Department of Molecular Medicine, Biochemistry Unit, University of Pavia, Pavia, Italy.


Bone tissue homeostasis requires the coordinated activity of osteoblasts, the bone forming cells, of osteoclasts, the bone resorbing cells, and of osteocytes, generally referred as the bone mechano-sensors. In this contest, osteoblasts are the mesenchymal cells secreting the extracellular matrix components on which hydroxyapatite crystals are then deposited.

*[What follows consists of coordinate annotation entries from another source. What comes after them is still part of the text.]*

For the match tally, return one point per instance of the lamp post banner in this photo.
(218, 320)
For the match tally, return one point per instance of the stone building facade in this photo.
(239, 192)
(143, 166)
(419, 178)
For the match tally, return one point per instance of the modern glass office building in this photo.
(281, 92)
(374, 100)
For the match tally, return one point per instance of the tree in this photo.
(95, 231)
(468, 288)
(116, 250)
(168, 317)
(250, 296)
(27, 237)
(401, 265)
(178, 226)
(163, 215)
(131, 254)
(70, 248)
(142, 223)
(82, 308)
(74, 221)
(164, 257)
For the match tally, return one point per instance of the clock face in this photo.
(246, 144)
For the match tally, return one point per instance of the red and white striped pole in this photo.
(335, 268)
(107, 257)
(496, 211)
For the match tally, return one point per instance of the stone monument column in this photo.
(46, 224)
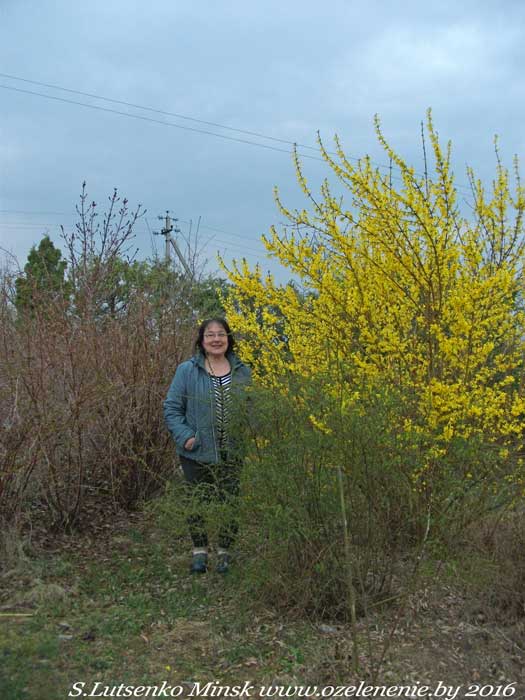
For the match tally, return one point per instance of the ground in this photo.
(116, 605)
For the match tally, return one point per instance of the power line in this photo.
(159, 111)
(156, 121)
(187, 118)
(43, 226)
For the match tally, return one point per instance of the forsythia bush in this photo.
(400, 290)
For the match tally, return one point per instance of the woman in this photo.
(198, 412)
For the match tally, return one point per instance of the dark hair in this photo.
(202, 328)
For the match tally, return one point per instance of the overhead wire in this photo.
(177, 115)
(156, 121)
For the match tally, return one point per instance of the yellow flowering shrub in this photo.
(398, 288)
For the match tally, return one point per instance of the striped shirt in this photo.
(222, 394)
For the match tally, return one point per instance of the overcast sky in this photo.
(282, 69)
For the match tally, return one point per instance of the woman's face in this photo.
(215, 340)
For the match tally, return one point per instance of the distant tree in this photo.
(43, 280)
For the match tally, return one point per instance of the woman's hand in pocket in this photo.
(188, 445)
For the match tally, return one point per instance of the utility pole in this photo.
(170, 241)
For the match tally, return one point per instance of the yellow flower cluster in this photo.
(398, 288)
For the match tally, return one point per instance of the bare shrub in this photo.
(83, 374)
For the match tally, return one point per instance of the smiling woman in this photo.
(197, 410)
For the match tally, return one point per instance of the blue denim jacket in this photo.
(189, 408)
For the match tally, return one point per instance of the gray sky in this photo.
(283, 69)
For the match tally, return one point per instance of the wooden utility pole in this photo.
(171, 242)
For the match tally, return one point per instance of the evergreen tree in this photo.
(43, 279)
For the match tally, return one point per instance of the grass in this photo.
(124, 609)
(118, 606)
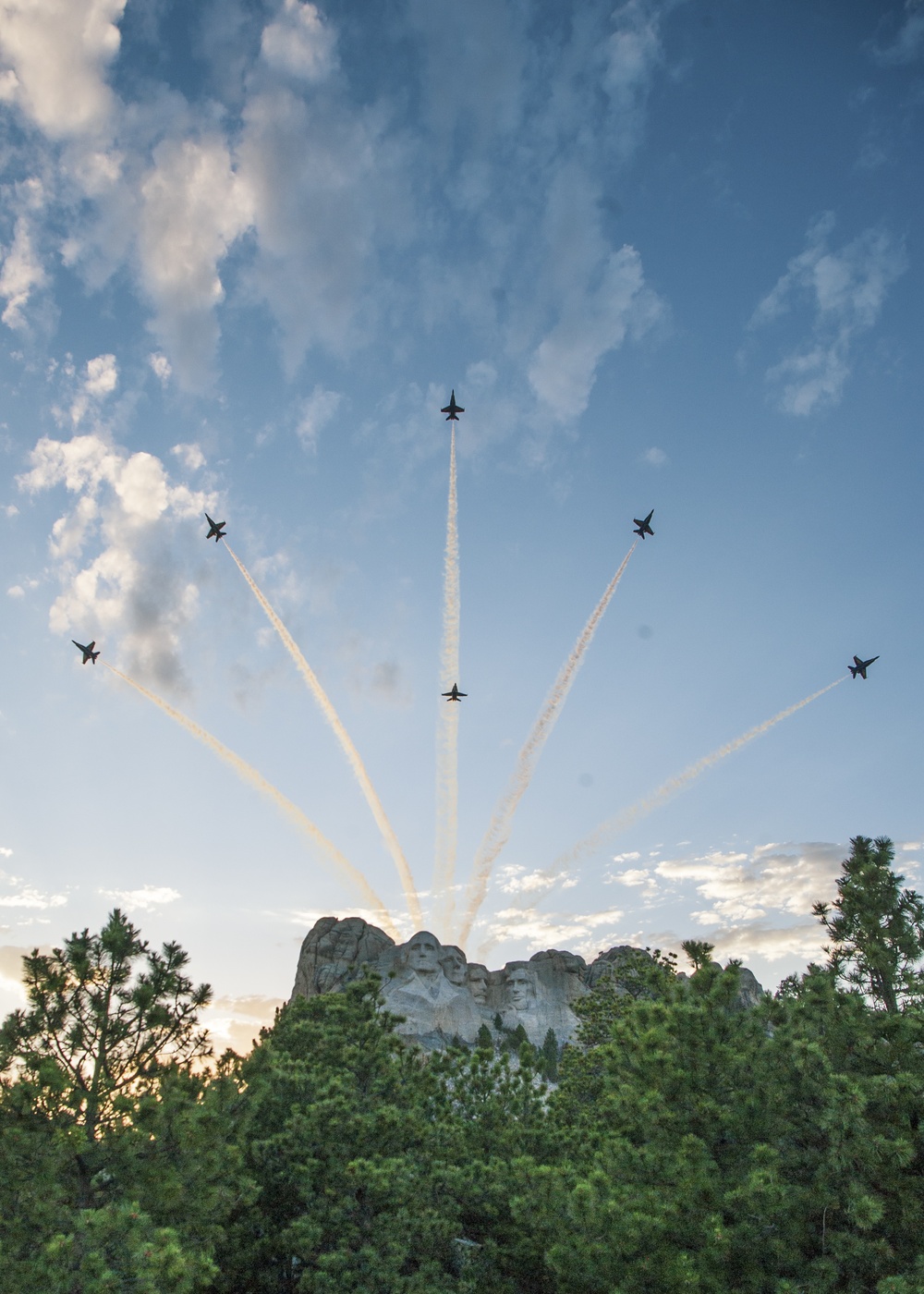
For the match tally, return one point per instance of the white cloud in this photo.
(514, 879)
(846, 290)
(772, 877)
(193, 206)
(55, 52)
(593, 321)
(803, 940)
(190, 456)
(632, 876)
(315, 413)
(655, 457)
(632, 52)
(300, 42)
(22, 272)
(908, 43)
(103, 375)
(310, 170)
(103, 378)
(161, 366)
(529, 928)
(136, 584)
(236, 1022)
(28, 896)
(144, 899)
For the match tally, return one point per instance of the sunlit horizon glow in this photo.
(664, 258)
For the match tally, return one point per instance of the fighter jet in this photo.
(88, 653)
(859, 666)
(215, 528)
(453, 409)
(643, 528)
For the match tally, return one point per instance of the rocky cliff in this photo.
(442, 995)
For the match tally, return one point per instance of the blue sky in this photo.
(668, 255)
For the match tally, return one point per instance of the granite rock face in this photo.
(442, 995)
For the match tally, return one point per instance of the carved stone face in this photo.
(478, 983)
(423, 953)
(455, 967)
(520, 989)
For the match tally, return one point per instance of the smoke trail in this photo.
(448, 721)
(244, 770)
(501, 824)
(671, 788)
(343, 738)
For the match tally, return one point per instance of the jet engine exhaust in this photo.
(501, 824)
(346, 743)
(448, 721)
(346, 870)
(668, 789)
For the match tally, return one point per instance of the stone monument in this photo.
(442, 996)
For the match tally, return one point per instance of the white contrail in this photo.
(503, 821)
(343, 738)
(249, 774)
(591, 843)
(448, 721)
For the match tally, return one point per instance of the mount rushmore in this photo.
(442, 995)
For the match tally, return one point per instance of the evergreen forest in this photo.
(682, 1144)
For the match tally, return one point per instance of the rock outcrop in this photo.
(442, 995)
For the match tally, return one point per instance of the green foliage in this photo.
(699, 953)
(94, 1029)
(335, 1135)
(484, 1038)
(688, 1144)
(549, 1056)
(878, 928)
(116, 1161)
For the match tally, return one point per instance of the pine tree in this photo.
(96, 1029)
(878, 928)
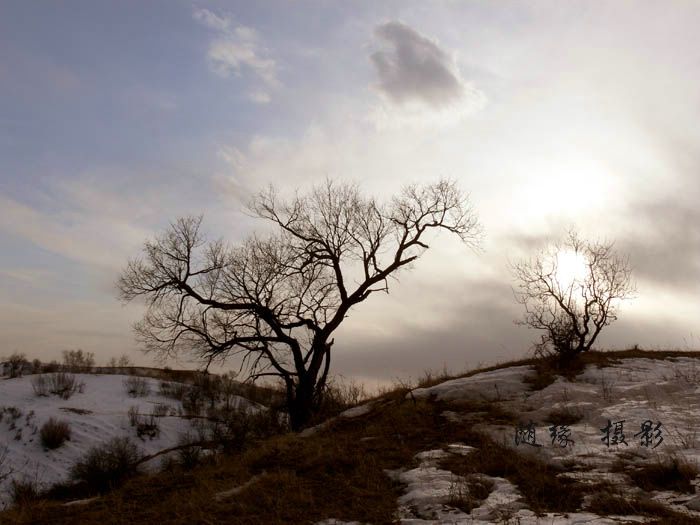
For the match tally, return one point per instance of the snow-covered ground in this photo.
(95, 415)
(632, 392)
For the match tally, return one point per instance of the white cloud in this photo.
(411, 67)
(211, 20)
(237, 47)
(259, 97)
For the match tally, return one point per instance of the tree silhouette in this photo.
(277, 300)
(572, 309)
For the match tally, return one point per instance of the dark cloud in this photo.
(412, 67)
(478, 330)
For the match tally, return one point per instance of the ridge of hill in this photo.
(614, 440)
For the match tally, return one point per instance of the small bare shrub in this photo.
(468, 493)
(676, 474)
(54, 433)
(137, 386)
(188, 456)
(78, 361)
(161, 410)
(16, 365)
(24, 491)
(107, 465)
(146, 425)
(40, 385)
(5, 471)
(64, 385)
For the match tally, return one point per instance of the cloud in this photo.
(665, 249)
(211, 20)
(259, 97)
(412, 67)
(236, 48)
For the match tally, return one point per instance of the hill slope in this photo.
(448, 453)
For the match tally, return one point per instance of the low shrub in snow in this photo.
(24, 491)
(61, 384)
(107, 465)
(137, 386)
(146, 425)
(54, 433)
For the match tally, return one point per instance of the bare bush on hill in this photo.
(61, 384)
(570, 292)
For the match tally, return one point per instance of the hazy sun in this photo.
(571, 268)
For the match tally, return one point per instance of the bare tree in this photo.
(571, 291)
(276, 301)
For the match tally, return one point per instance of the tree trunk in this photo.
(301, 405)
(306, 395)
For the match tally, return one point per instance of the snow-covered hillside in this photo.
(632, 393)
(97, 414)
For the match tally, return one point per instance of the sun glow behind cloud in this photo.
(550, 114)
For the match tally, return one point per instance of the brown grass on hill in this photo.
(339, 472)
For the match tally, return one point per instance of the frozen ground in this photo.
(95, 416)
(632, 392)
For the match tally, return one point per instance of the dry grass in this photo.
(671, 473)
(336, 473)
(564, 416)
(611, 502)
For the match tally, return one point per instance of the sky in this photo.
(118, 117)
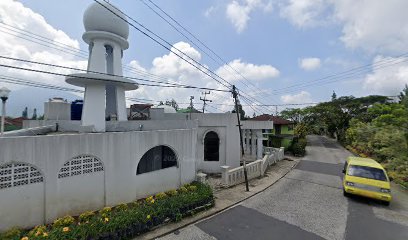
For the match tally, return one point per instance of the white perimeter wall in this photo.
(120, 153)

The most abundant protein of this organic matrix is type I collagen, a heterotrimeric secretory protein, synthesized as procollagen precursor in the endoplasmic reticulum (ER) where it undergoes a series of post translational modification events necessary for proper folding, secretion, extracellular processing and self-assembly in collagen fibers. Mild ER stress in osteoblasts is a physiological event during osteoblasts differentiation, whereas constitutively prolonged and severe ER stress negatively affects osteoblasts homeostasis, causing the activation of unfolded protein response, leading to apoptosis, and ultimately impairing the bone properties. Osteogenesis imperfecta (OI) is a collagen-related heritable disorder affecting several connective tissues, but mainly characterized by skeletal deformity and bone fragility. Together with the dominant forms caused by collagen type I mutations and representing over 85% of OI cases, recessive and X-linked OI have been also described, characterized by defects in proteins involved in collagen type I folding, post-translational modifications, intracellular trafficking, extracellular processing or in proteins important for osteoblasts maturation. Traditionally, the OI bone phenotype was attributed only to the reduced amount or to the presence of structurally abnormal collagen type I in the extracellular matrix. In the last decade it became clear, from our research as well as from data from other groups, that the accumulation of abnormal collagen in the endoplasmic reticulum is responsible for ER stress and indeed is modulating the OI bone outcome. In vitro and in vivo studies using OI models support this conclusion and will be presented and discussed.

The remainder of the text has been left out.